A 6-month check-in: 6 things I’ve learned

Six months ago I did something truly terrifying. I picked up the well-curated life I had established in Chicago, packed up my car, and took off for Maine. I didn’t know anyone here, I barely had a job lined up, and I had no idea where I was going to live. Now that I’ve been here for six months things have calmed down, and I’ve settled into a new routine. I have a job, an apartment (thank god), and an ever-growing Maine bucket list. There have been many highs and lows so far, but I feel like I’ve learned a lot about myself, and what it takes to successfully move far away from home.

Back Cove

Here are 6 things I learned in my first 6 months of living away:

  • Homesickness is an ever-present thing. It never really goes away. Some days are better than others, but the feeling is always there. Whether it’s a day that you feel like the universe is against you, or just wish a loved one was there to share an experience with you – you’re always going to miss your people back home.


  • I can still be the old me while embracing the new me. When I first moved to Maine I did everything I could to put myself out there. I joined Meetup groups I would never join otherwise—happy hour beer club, really? But I did all that to avoid becoming the hermit I naturally am. Eventually I did find a balance which leads me to my next point…
  • Get involved in things you’re actually interested in. It’s important to put yourself out there and try new things, but if you actually like the class/event/activity then your odds of sticking with it are much higher. After my fatal attempt at being a person who does “happy hour beer clubs,” I signed up for better things like volunteering at the animal shelter and taking an oil painting class.

Portland, ME

  • Making friends can be as easy or as hard as you make it out to be. If you overthink it, it won’t work. If you’re at an event you hate, it won’t work either. The best way to make friends in a new city is to engage in activities you actually like. If you like the activity you’ll be more comfortable—more you, and that will attract other people who are doing the same thing. However also realize that it’s not going to happen overnight…
  • Be comfortable with being alone. No matter how many Meetup events, friend dates, town functions there are you’re still going to have solo nights. This may not have bothered you back home. In fact a night in (no matter how many) may have given you a sigh of relief. Thank god I don’t have to go out tonight! But it’s a totally different thing when you move away and don’t even have the option of having to go to a family function, or a friend’s party. Once you move to a new city you’re going to be alone a lot, and the sooner you accept that and learn to embrace it the better.
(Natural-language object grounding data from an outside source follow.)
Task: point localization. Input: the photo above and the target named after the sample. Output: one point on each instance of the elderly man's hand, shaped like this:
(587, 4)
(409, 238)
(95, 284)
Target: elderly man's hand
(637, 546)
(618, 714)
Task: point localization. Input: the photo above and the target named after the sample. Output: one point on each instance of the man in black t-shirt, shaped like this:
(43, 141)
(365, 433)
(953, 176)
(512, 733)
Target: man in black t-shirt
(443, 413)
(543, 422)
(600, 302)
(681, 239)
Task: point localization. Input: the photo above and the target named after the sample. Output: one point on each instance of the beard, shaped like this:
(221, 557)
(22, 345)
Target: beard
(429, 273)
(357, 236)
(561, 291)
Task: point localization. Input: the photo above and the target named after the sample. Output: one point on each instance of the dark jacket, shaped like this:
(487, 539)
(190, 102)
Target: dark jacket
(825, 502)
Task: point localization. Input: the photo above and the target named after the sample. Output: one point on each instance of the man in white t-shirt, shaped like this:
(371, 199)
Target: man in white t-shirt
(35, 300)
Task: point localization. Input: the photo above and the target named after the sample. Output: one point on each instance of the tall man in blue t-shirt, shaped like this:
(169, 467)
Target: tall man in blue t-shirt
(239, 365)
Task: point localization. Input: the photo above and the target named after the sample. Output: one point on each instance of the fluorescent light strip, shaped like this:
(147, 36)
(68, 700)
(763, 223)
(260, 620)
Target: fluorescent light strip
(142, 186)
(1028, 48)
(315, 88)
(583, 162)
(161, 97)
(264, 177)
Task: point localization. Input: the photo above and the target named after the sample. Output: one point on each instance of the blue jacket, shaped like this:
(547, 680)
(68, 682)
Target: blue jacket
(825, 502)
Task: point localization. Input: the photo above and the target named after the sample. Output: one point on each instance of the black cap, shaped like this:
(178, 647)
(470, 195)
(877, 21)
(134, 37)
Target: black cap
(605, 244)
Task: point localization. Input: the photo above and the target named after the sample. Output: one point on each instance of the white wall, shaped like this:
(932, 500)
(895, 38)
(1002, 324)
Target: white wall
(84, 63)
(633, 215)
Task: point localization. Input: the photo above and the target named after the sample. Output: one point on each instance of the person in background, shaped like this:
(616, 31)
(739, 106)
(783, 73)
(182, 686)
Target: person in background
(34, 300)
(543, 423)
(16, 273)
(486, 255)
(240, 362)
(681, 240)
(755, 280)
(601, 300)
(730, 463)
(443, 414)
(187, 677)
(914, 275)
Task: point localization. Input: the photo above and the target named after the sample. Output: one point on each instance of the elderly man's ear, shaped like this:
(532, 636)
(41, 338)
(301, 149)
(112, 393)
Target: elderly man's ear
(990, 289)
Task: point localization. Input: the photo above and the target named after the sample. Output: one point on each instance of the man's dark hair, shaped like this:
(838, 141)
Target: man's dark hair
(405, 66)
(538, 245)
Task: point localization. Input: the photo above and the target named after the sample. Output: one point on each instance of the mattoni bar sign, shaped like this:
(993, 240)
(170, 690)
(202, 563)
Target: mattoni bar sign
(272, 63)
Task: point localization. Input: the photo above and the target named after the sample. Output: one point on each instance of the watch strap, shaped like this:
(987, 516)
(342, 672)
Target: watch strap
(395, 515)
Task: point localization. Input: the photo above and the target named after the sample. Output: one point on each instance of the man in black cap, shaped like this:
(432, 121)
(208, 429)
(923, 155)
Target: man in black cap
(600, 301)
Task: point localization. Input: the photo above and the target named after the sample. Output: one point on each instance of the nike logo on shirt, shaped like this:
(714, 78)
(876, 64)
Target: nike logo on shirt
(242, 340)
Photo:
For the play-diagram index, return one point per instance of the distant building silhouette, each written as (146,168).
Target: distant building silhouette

  • Embrace whatever you’re feeling. My first couple of months in Maine I told myself that I couldn’t have a sad/homesickness day because, after all, I chose this. Somehow I believed that having a sad day meant that I had admitted defeat when really it’s all just part of the process. I learned that moving to a new city is hard! You’re going to have those moments where you look around and say to yourself, “What have I done?” Embrace it. The sooner you deal with your emotions the sooner you can get out and explore your new city. After all, wasn’t that the point of moving anyway?